The different types of self-medication

There are generally three types of self-medication:

    • Primary self-medication
    • Secondary self-medication
    • Tertiary self-medication.

1. Primary self-medication

Self-medication is considered primary when one takes medication to treat an illness that a doctor has not diagnosed. Over-the-counter or emergency medications are very often used for this type of self-medication.

2. Secondary self-medication

This consists of treating an illness that had already been diagnosed by a doctor a few months or years earlier with the same medication.

3. Tertiary self-medication

It is very often practiced by people suffering from chronic or seasonal diseases. As soon as the illness occurs, these people do not necessarily wait for the advice of a doctor or a pharmacist before taking medication.

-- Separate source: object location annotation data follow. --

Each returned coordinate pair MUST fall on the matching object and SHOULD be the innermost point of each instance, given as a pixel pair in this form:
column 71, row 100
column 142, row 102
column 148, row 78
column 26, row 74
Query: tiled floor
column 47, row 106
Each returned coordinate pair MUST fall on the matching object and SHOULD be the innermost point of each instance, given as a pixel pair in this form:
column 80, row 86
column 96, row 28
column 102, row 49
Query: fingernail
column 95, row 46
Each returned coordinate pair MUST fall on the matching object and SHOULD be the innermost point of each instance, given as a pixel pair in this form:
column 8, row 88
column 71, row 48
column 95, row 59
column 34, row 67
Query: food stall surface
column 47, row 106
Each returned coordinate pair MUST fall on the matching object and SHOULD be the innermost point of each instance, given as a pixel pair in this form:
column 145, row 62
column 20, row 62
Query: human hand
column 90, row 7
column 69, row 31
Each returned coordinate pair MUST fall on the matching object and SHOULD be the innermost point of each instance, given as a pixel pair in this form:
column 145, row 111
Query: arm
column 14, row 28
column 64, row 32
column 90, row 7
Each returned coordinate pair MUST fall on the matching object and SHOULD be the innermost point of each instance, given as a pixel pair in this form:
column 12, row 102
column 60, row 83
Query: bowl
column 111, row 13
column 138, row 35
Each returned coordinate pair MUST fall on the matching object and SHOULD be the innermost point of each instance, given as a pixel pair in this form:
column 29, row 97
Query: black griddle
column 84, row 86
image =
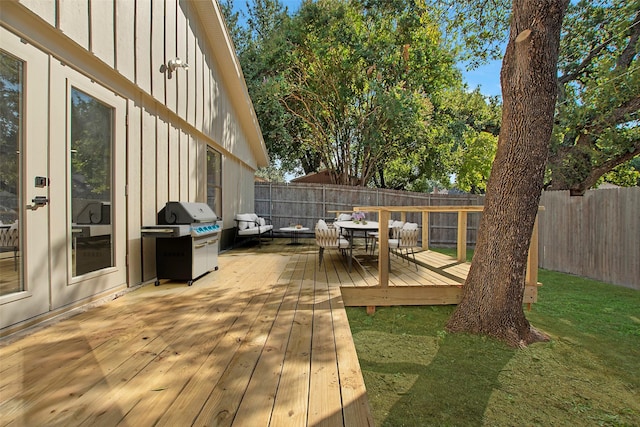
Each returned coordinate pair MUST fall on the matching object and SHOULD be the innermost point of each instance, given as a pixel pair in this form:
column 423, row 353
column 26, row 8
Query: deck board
column 264, row 341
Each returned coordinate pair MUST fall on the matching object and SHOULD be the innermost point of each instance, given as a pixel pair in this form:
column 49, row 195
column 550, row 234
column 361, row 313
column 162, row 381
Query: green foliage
column 597, row 130
column 359, row 88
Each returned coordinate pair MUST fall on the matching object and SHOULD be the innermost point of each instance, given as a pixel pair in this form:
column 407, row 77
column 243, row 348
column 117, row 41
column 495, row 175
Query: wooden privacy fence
column 305, row 204
column 596, row 235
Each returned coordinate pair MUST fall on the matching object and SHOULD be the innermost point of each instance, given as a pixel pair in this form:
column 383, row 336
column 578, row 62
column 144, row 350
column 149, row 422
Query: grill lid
column 185, row 213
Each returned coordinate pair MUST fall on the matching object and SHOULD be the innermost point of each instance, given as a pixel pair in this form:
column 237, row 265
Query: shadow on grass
column 420, row 379
column 454, row 389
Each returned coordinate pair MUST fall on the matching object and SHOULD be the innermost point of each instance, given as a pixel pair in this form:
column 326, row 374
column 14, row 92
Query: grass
column 588, row 374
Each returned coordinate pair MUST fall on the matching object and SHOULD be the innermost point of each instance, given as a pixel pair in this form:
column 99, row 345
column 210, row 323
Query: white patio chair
column 329, row 237
column 405, row 238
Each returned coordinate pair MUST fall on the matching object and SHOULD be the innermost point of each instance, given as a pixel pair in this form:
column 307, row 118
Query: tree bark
column 494, row 289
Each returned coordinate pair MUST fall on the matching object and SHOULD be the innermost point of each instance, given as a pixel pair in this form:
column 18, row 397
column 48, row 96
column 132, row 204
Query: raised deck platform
column 263, row 341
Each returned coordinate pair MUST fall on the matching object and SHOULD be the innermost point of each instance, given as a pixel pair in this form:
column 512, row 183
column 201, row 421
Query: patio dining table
column 351, row 227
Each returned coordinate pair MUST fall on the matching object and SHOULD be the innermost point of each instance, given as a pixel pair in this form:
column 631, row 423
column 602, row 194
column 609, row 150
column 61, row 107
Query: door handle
column 38, row 202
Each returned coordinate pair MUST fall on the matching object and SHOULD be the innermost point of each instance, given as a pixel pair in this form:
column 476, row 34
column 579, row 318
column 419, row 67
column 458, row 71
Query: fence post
column 462, row 236
column 425, row 230
column 532, row 258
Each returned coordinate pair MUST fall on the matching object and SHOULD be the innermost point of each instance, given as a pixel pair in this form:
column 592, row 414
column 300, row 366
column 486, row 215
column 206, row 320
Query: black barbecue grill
column 186, row 237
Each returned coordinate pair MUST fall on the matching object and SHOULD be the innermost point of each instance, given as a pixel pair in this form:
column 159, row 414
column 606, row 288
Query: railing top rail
column 452, row 208
column 448, row 208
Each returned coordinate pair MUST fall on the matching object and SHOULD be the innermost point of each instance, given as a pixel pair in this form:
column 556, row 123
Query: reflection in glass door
column 91, row 170
column 11, row 102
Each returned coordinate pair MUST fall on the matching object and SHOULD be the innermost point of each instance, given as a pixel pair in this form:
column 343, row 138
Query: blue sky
column 487, row 76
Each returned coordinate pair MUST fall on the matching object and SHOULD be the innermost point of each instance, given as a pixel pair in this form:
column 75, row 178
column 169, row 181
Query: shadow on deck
column 263, row 341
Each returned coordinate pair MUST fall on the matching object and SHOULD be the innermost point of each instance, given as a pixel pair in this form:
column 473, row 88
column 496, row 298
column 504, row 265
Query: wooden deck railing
column 384, row 214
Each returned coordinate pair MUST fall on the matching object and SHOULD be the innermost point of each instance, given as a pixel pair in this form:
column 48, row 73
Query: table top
column 294, row 229
column 370, row 225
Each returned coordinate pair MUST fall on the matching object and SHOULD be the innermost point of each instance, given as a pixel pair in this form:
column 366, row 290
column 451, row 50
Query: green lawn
column 587, row 375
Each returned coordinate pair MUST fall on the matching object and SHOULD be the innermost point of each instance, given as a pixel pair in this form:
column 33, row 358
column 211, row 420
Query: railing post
column 462, row 236
column 425, row 230
column 383, row 252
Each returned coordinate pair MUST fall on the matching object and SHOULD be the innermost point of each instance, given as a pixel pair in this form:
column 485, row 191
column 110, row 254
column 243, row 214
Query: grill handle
column 159, row 230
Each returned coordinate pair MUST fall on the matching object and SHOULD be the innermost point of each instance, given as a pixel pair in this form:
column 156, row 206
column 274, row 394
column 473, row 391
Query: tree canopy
column 369, row 90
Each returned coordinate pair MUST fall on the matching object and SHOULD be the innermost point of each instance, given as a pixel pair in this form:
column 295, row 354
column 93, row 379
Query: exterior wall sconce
column 172, row 66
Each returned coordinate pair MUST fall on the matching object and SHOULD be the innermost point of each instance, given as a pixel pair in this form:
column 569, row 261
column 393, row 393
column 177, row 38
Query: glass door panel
column 11, row 116
column 91, row 183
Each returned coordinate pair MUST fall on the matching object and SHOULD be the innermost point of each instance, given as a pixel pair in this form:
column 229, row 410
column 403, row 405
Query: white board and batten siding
column 121, row 44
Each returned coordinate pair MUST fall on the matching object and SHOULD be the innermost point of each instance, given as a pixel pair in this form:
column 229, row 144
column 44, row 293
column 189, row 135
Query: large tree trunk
column 493, row 292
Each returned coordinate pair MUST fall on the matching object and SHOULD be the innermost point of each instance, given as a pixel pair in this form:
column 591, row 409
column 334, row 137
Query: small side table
column 294, row 233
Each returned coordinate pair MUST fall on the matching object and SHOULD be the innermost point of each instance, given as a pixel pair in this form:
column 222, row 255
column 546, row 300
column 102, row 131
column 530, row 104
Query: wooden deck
column 264, row 341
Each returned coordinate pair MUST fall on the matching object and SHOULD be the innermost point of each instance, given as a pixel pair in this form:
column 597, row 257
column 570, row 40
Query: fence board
column 596, row 235
column 305, row 204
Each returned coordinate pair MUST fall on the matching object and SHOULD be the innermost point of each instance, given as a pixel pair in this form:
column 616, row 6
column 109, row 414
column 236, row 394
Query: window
column 11, row 102
column 214, row 180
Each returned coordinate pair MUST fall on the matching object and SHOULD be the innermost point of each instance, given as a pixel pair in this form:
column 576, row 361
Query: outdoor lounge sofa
column 251, row 226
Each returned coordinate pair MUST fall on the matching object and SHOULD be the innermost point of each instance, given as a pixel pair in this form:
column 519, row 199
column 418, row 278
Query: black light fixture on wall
column 172, row 66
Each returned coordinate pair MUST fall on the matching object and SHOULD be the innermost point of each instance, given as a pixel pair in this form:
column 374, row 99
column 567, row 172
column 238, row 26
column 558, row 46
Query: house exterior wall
column 121, row 45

What are the risks of self-medication?


Self-medication is not recommended because it presents several risks. It can even lead to very serious complications if it is not controlled. Indeed, only a doctor, a pharmacist, or a pharmaceutical consultant has a thorough knowledge of drugs, their components, the ideal dosage, and the side effects they could cause.

It is also dangerous because prescription drugs are specific to each person. Giving drugs to yourself or someone you know without a diagnosis or medical advice could create other problems and not fit the condition.

There are substances that are contraindicated in certain cases, even if the medication is indicated to treat the main pathology. For example, self-medication can have side effects such as eye pain and prevent good eyesight. This is a practice to be avoided as much as possible because you expose yourself to many dangers that you do not always perceive by self-medicating.

The person who self-medicates is therefore exposed to risks such as:

    • Dosage errors
    • Allergies and skin rashes
    • Mixing incompatible pills
    • Aggravation or growth of an ailment that was not as serious at first.

Self-medication is not only risky for those who practice it but also for the medical profession. Some people engage in this practice because they have a phobia of the pharmacy. The difficulties that self-medication can cause to the medical profession are:

    • Delayed diagnosis
    • Biased results of biomedical examinations

When it comes to taking medication, it is recommended to always seek the advice of a doctor or a pharmacist. If one has to resort to self-medication, it should be for the relief of a temporary illness and should not exceed one day. If the pain does not stop after one day of self-medication, a doctor should be consulted immediately.